Dad, I don’t know how much time you and I have and it crushes me that our male-Smitty trait of passiveness, when it comes to relations, is so dominant. Do know, though, that I was thinking of you this Father’s Day and in a way that was totally unexpected, but so powerful. I know you will take solace, though, that time slipped by because it was all about spending the day with my children and my wife. I don’t even have to justify, I know now that you are good with that.

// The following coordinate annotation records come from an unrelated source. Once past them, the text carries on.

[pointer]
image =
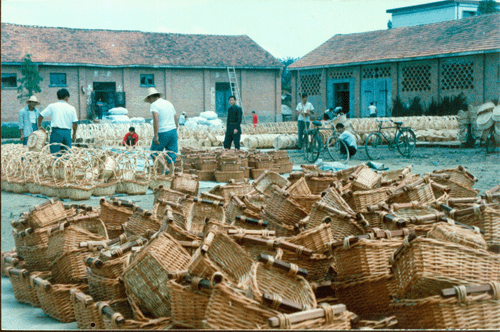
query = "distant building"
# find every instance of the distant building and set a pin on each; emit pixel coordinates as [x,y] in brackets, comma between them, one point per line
[429,61]
[433,12]
[119,66]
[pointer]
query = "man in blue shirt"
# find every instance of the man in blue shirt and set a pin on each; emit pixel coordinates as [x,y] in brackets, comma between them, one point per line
[348,138]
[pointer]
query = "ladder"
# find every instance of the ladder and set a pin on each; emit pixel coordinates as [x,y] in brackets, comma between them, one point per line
[235,89]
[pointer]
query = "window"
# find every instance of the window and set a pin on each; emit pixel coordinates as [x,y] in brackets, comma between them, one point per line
[58,79]
[147,80]
[9,81]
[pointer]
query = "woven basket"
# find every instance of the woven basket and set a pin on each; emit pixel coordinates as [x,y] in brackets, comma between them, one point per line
[479,311]
[23,291]
[281,207]
[202,210]
[55,299]
[48,213]
[140,222]
[147,275]
[105,289]
[186,183]
[231,309]
[189,304]
[368,297]
[265,279]
[427,265]
[222,255]
[264,183]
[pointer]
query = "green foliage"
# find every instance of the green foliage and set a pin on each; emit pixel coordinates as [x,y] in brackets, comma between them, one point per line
[487,7]
[30,80]
[286,76]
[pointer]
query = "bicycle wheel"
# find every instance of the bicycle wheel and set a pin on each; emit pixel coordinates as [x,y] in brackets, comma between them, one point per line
[374,146]
[335,146]
[406,141]
[312,146]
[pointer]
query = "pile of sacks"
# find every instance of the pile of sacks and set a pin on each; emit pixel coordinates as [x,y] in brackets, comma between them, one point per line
[321,250]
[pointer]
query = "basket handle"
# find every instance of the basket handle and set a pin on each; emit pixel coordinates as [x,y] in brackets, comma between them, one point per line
[306,315]
[287,267]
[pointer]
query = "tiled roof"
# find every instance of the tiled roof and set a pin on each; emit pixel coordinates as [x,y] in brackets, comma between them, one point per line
[473,34]
[130,48]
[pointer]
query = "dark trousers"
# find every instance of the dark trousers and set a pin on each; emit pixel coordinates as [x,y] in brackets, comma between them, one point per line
[352,149]
[232,137]
[302,126]
[62,136]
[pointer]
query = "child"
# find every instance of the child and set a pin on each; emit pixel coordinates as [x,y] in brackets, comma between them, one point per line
[348,138]
[131,138]
[255,120]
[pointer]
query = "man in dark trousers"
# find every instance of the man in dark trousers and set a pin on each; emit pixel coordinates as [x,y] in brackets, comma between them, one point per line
[233,129]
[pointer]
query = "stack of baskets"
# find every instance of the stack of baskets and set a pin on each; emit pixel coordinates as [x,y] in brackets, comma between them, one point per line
[367,251]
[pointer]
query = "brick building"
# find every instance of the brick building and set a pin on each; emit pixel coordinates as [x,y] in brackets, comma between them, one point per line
[119,66]
[429,61]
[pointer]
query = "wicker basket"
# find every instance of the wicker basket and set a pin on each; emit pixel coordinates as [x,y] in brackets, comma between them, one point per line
[23,291]
[264,183]
[48,213]
[55,299]
[230,309]
[369,297]
[219,253]
[424,266]
[189,304]
[283,284]
[147,275]
[328,318]
[475,311]
[186,183]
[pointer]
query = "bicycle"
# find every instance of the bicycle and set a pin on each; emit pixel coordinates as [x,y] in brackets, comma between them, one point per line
[312,144]
[404,140]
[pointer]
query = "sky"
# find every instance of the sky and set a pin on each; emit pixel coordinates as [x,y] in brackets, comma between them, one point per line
[285,28]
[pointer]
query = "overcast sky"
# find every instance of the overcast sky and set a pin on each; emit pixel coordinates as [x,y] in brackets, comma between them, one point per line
[285,28]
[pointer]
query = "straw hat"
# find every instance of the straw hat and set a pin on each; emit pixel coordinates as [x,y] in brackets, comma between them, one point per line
[33,99]
[152,91]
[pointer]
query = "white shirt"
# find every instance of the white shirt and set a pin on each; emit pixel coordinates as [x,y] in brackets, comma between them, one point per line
[349,139]
[166,114]
[63,114]
[33,116]
[300,107]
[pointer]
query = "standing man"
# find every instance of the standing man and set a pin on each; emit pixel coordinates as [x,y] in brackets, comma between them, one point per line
[233,128]
[304,110]
[63,118]
[164,124]
[255,120]
[373,110]
[28,118]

Oh, and Dad? As I think back to that night when you last carried me up the stairs and put me into bed, I need to tell you one last and very important thing while we have the chance together. Remember that dinner out that one night? I forgive you, I absolutely forgive you. I love you and your littlest boy is never letting go of your hand.








Thanks for sharing.
Smitty, you don’t even need the video to make the message. Absolutely eulogistic of how consciously you won’t raise your children, but have reconciled your upbringing to “it is what it is”. You are officially an adult. But I know those folks can still evoke such a strong throwback of memory….and guess what, try as we may, we will still blow it on some level w/ our kids. Just never forget, how much that delayed “sorry” cost….both of you….and in all relationships. Great piece. Any chance you’re brave enough to send it to him? I can’t believe you put this out here for us…..I guess you have successfully compensated his lack of articulation….and quite well. Shoot Smitty, I feel like I stumbled on your journal or something….but thank you. Yes, thank you. (reaching for Kleenex)……
Any chance you’re brave enough to send it to him?

I don’t know, really. What’s really important is that the last paragraph, we spoke about that. There still was no recollection on his part (the laughter) of that night, but there certainly was with me. He and I are great now, too. It’s that song, I tell you. I heard that song again recently and this emotion rushed me. Then I had that moment while carrying my son to bed and my mental state went mush.
I have no problem sharing, though. While I do hope what I write can evoke emotions, I also hope that this may help others thaw their own chilled relationships with parents.
Unbelievably beautiful and honest. Damn you, Smitty! You made me cry.
Smitty, thanks. You made me cry, too. It is amazing how powerfully we remember a word here and an incident there that often passed without our parents even noticing.
And how those word and incidents etch themselves forever in our hearts, for better or for worse.
Sometimes I wonder what those words and incidents will be for my kids. I hope that they’re for the better. I’m trying, anyway.
Damn, Smitty. You are a man.
Well done.
oh Smit. God bless. I am bawling my eyes out right now.
I also had an emotionally repressed papa and quite of few of your moments with yours mirror mine…nothing about divorce, though, luckily.
Dam Smttiy you move my stone heart!
Damn. Wow. Powerful.
Between Smitty’s and Kilroy’s Fathers Day posts - I can’t sleep tonight.
Kilroy did have gripping one as well. With either it is difficult to know what to say. It really makes one want to be with and there for one’s children.